Sur plus de 11.000 sidéens soignés en Algérie, pas moins de 1200, venus à Oran des différentes wilayas du pays, sont abandonnés par leurs progénitures. Le sida étant un tort social difficile à supporter, il semble bien que l'abandon se généralise.

Un sidéen, âgé de 46 ans, s'est donné la mort en fin de journée du lundi dernier en se jetant du premier étage du service des maladies infectieuses du CHU Benzerdjeb.
L'homme a été pris, pendant de longues années, en charge dans ledit service avant que son état de santé ne se dégrade, d'où son hospitalisation. Le malade souffrait-il de problèmes psychiques? A-t-il été abandonné par sa famille? «Le défunt était un modèle de patience et connu pour son comportement correct vis-à-vis des praticiens», a-t-on témoigné.

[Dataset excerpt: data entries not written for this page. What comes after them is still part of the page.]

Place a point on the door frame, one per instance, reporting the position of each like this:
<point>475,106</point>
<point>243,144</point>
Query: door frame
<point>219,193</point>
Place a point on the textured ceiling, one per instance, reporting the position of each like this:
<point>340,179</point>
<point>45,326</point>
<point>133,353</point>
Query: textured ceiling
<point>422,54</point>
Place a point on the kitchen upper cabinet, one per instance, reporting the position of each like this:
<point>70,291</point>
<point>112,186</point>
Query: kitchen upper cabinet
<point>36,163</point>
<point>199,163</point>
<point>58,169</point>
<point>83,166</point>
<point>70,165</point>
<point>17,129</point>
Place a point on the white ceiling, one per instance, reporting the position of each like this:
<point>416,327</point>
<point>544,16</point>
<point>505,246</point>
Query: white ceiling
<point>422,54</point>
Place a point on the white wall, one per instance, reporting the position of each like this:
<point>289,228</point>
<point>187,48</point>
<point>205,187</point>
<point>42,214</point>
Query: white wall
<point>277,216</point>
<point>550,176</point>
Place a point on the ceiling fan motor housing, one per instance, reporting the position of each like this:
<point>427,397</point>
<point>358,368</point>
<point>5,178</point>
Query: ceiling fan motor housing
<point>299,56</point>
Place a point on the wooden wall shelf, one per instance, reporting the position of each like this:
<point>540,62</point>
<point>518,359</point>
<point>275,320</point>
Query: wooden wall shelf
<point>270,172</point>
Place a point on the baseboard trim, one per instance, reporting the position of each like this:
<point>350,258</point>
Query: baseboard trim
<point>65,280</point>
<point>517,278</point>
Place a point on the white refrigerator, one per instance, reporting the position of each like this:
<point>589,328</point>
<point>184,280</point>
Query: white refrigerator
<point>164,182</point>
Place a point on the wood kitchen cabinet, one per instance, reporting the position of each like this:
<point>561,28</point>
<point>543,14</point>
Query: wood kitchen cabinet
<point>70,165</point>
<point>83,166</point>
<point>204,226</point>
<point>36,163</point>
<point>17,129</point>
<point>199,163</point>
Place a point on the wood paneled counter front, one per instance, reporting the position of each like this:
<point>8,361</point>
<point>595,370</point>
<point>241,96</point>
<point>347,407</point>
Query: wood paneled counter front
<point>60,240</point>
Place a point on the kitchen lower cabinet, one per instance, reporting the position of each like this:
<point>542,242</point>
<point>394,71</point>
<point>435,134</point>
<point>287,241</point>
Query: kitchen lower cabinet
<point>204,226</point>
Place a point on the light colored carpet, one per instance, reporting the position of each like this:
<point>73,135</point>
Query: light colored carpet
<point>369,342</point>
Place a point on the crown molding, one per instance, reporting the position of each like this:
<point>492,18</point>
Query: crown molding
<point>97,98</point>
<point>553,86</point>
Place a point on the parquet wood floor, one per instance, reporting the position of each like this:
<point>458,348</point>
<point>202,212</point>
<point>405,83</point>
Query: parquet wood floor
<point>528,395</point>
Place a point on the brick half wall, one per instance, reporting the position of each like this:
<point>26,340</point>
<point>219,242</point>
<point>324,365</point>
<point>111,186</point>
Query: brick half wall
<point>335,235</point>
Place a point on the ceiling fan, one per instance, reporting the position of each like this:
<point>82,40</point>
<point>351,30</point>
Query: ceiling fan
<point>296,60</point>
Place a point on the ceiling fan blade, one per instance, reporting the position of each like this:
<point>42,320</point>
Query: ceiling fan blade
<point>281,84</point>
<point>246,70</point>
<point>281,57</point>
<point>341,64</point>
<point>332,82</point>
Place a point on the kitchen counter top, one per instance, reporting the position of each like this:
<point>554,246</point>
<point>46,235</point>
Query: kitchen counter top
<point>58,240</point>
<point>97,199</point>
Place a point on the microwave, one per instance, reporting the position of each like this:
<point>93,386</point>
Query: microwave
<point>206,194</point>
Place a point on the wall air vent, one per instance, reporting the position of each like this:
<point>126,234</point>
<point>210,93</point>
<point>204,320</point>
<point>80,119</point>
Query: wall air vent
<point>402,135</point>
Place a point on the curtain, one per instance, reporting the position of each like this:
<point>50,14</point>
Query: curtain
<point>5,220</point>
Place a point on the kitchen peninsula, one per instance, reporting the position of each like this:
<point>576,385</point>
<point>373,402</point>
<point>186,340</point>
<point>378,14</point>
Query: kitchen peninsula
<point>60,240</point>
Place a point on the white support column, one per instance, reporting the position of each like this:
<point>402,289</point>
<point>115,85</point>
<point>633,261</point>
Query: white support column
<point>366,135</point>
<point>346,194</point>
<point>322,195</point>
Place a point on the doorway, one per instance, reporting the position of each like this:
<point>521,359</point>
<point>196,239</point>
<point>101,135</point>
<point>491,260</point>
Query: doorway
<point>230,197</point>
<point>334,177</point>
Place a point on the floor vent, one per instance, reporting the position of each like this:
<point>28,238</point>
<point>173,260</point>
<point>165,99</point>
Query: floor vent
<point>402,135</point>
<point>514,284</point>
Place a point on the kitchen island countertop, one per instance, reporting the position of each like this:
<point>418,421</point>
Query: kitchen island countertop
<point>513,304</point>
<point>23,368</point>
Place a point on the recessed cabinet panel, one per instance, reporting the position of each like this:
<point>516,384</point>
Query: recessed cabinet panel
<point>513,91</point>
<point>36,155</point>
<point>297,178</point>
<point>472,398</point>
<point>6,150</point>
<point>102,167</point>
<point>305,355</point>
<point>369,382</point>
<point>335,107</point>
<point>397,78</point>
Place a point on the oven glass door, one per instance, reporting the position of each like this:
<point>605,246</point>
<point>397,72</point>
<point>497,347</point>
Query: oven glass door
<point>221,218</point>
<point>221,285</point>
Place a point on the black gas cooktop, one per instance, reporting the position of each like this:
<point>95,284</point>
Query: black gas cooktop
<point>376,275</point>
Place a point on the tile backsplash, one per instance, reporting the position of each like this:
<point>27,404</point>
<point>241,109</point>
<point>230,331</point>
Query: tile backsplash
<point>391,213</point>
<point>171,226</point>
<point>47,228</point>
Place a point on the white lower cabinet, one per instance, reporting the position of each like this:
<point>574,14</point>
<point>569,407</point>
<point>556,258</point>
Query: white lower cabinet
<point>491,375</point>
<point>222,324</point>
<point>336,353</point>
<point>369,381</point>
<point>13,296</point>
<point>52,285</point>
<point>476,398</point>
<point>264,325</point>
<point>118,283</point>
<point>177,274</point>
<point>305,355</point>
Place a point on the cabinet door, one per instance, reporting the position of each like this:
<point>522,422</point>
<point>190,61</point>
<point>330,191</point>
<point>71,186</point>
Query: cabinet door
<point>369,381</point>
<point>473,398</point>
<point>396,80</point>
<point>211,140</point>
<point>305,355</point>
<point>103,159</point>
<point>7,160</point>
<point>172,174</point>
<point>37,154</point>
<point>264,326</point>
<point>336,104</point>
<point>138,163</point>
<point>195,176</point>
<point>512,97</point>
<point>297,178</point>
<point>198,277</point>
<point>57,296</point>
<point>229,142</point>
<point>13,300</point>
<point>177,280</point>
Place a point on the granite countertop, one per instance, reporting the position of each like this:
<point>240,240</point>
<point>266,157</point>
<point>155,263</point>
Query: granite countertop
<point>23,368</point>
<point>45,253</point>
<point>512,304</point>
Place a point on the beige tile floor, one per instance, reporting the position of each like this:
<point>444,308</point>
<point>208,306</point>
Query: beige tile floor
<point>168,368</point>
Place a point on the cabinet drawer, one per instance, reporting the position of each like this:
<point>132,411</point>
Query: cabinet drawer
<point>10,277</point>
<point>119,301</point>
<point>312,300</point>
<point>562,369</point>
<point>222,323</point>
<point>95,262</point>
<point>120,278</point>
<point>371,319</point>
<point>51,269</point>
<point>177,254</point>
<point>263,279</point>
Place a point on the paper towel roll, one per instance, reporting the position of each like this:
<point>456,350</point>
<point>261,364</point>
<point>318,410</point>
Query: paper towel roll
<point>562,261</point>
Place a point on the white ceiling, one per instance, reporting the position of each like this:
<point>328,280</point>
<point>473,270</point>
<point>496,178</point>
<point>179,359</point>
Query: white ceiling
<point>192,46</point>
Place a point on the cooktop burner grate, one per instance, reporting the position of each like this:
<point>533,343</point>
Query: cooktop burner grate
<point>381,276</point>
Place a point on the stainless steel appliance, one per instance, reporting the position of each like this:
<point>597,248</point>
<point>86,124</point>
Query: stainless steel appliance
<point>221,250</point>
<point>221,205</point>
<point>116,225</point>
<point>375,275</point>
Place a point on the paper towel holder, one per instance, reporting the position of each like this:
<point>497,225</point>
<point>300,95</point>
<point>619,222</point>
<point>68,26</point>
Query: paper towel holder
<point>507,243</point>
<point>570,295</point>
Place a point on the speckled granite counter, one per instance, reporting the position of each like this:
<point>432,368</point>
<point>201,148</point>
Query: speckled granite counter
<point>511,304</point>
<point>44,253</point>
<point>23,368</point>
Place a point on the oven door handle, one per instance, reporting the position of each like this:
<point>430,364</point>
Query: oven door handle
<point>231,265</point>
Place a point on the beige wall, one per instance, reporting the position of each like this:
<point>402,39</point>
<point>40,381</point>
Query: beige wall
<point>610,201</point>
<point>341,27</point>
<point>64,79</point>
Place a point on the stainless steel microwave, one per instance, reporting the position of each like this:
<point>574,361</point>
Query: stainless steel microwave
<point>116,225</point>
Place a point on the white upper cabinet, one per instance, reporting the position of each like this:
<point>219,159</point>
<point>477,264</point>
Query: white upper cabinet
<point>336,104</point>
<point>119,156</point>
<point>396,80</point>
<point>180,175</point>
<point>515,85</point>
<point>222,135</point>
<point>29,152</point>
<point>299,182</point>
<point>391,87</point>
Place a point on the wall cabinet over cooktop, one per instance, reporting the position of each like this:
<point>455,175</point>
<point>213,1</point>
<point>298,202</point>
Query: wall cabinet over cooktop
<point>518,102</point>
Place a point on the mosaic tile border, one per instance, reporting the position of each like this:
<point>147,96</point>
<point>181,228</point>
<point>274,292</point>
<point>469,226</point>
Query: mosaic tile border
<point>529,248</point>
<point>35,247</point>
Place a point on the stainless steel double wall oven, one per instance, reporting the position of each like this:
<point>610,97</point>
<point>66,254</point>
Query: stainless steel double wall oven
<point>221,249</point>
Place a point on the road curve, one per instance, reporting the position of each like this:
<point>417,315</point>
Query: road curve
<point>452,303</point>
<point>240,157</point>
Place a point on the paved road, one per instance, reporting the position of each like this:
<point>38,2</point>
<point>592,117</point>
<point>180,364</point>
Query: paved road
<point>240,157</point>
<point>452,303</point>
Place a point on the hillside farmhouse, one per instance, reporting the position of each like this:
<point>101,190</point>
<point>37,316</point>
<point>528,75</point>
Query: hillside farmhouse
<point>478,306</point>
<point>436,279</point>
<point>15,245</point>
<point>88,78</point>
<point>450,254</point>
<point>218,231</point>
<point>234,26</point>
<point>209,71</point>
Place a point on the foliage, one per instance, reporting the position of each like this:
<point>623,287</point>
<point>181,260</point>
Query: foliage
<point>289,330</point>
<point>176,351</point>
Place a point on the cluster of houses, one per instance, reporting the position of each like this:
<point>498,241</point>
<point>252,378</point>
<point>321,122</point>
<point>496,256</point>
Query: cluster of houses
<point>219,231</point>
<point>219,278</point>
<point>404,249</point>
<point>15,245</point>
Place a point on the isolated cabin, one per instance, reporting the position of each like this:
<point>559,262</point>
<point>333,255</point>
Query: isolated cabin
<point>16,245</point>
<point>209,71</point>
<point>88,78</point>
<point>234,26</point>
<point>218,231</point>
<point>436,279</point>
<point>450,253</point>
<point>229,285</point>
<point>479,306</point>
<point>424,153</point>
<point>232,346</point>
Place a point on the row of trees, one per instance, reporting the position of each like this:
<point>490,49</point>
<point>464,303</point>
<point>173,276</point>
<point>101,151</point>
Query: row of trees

Pour sa situation sociale, ajoute t-on «seule l'enquête, ouverte par les policiers, est en mesure de répondre à toutes ces questions», a-t-on expliqué soulignant que «la prise en charge des personnes séropositives ne se résume pas à des soins médicaux, mais comporte en complément, dans le cadre d'une démarche de prise en charge globale, des mesures d'accompagnement visant à développer et maintenir l'autonomie des personnes à l'égard de la maladie en leur assurant l'accompagnement psychologique, une éducation thérapeutique, une éducation nutritionnelle, mais surtout plaider, auprès de leurs familles, pour un accompagnement socio-économique».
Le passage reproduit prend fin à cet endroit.